Other highlights of Office 2010 include a new feature in spreadsheet application Excel called Sparklines. These are tiny graphs that can fit in a single cell of a spreadsheet.

Free – kind of
Consumer versions of Office 2010 were due to go on sale in South Africa in July. Offi ce Starter Edition is a new product. No activation is needed – it’s pre-loaded on new PCs. They’re basically calling it “Microsoft for free”. “We see it as a great introduction,” Bester says.

Then there’s the Home and Student package, which will sell for about R1 000. Incorporating Word and Excel, it can be loaded on up to three PCs. There’s no mail program like Outlook; typical users will manage their e-mail by means of an online account like Hotmail.

All Office options are already pre-loaded in a single image on the new PC’s hard disc.
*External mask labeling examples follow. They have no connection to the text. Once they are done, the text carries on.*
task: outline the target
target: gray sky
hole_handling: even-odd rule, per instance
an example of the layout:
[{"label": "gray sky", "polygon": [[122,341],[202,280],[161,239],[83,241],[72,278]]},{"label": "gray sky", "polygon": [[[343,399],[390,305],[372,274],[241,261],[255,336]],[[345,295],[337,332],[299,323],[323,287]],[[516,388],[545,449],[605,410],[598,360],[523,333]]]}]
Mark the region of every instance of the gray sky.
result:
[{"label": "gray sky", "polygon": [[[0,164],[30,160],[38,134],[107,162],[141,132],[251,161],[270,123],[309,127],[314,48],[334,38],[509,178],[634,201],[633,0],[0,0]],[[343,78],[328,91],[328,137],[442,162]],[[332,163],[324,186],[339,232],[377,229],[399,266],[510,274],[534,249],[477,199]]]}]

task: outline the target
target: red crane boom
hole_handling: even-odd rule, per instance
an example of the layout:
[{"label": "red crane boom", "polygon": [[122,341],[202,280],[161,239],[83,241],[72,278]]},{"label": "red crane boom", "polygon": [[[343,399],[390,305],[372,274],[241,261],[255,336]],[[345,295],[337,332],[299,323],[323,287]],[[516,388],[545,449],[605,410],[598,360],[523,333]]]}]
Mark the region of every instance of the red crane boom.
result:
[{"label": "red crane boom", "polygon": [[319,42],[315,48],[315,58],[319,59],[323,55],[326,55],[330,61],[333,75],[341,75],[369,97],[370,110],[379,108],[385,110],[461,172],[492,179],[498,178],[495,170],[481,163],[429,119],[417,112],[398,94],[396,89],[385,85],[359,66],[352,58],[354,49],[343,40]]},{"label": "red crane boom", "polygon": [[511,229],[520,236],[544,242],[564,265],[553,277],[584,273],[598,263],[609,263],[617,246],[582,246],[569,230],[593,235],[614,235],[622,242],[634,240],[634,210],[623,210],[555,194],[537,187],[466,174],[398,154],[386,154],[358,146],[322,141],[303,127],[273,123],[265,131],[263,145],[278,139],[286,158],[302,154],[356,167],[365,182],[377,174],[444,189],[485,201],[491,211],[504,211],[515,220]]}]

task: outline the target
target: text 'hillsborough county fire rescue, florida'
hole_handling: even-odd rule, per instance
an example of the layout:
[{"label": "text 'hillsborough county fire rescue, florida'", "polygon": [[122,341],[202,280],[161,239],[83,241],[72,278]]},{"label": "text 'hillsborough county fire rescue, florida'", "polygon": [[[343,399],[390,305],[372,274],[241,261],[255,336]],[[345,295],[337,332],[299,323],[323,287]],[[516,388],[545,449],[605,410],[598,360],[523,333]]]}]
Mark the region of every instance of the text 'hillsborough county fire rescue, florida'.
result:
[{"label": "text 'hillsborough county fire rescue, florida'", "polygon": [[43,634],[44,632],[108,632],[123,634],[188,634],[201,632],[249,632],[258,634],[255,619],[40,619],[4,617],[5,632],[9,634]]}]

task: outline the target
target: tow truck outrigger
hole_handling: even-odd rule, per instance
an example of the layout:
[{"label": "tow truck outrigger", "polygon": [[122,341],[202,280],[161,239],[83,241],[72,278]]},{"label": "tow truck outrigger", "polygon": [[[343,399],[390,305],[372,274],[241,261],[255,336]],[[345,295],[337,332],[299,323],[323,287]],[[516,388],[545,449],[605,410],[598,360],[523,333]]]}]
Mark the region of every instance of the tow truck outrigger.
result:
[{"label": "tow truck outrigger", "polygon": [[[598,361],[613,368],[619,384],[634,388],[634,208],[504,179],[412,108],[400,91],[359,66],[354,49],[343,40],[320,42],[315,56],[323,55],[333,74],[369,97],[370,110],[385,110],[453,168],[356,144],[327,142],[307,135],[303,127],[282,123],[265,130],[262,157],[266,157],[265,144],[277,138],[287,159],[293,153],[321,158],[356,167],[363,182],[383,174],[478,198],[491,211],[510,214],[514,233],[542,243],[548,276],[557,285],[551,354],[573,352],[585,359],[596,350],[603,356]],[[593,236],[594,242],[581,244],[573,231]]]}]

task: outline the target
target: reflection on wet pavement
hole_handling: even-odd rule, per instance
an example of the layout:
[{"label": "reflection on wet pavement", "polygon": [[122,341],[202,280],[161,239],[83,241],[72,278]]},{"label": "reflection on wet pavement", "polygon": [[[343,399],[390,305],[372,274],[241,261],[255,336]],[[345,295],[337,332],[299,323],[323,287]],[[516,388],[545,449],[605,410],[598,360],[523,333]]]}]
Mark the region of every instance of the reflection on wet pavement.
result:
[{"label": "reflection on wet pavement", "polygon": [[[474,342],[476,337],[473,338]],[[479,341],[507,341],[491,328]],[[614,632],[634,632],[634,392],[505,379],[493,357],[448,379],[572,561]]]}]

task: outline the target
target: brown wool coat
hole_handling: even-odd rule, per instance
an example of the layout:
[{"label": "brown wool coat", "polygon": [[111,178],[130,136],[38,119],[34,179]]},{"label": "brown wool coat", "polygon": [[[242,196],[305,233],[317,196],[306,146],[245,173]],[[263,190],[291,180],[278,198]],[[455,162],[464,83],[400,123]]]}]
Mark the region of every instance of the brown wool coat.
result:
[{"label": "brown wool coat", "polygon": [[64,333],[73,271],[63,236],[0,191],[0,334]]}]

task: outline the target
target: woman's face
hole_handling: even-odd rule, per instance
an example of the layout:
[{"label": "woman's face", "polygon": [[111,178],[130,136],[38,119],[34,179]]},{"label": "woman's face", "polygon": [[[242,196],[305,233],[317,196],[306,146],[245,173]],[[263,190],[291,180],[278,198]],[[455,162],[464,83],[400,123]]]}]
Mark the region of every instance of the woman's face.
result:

Essentially, buying one of the upgrade packages involves getting a software key to unlock the required upgrade.

Of course, there’s no such thing as a free lunch or free software. The entry-level Starter package will be advertising-supported. This won’t necessarily mean video clips or cunningly placed logos urging you to change your brand of fried chicken or financial planner. However, it will involve constant “upsell” messages. And no, they can’t be turned off. Microsoft is banking on users being convinced of the upgrades’ advantages.

Expect to pay about R800 for the Home and Student edition upgrade key, with the Home and Business upgrade costing R1 900. If you’d like an actual box with a disc in it, add R100 to the price. For comparison, Microsoft points out that the outgoing equivalent to its Home and Business package costs about R4 000.

A full Professional package will retail for about R3 700 or, for the boxed version, R5 200.

The competitive pricing of entry level packages is aimed at emerging markets, Bester says. And just in case anybody is wondering, no, a package bought on the local market won’t be able to be activated in the USA, for example.

If you’ve already committed to buy the current version of Office, there’s an option to change to the latest specification during the rollout of the new range.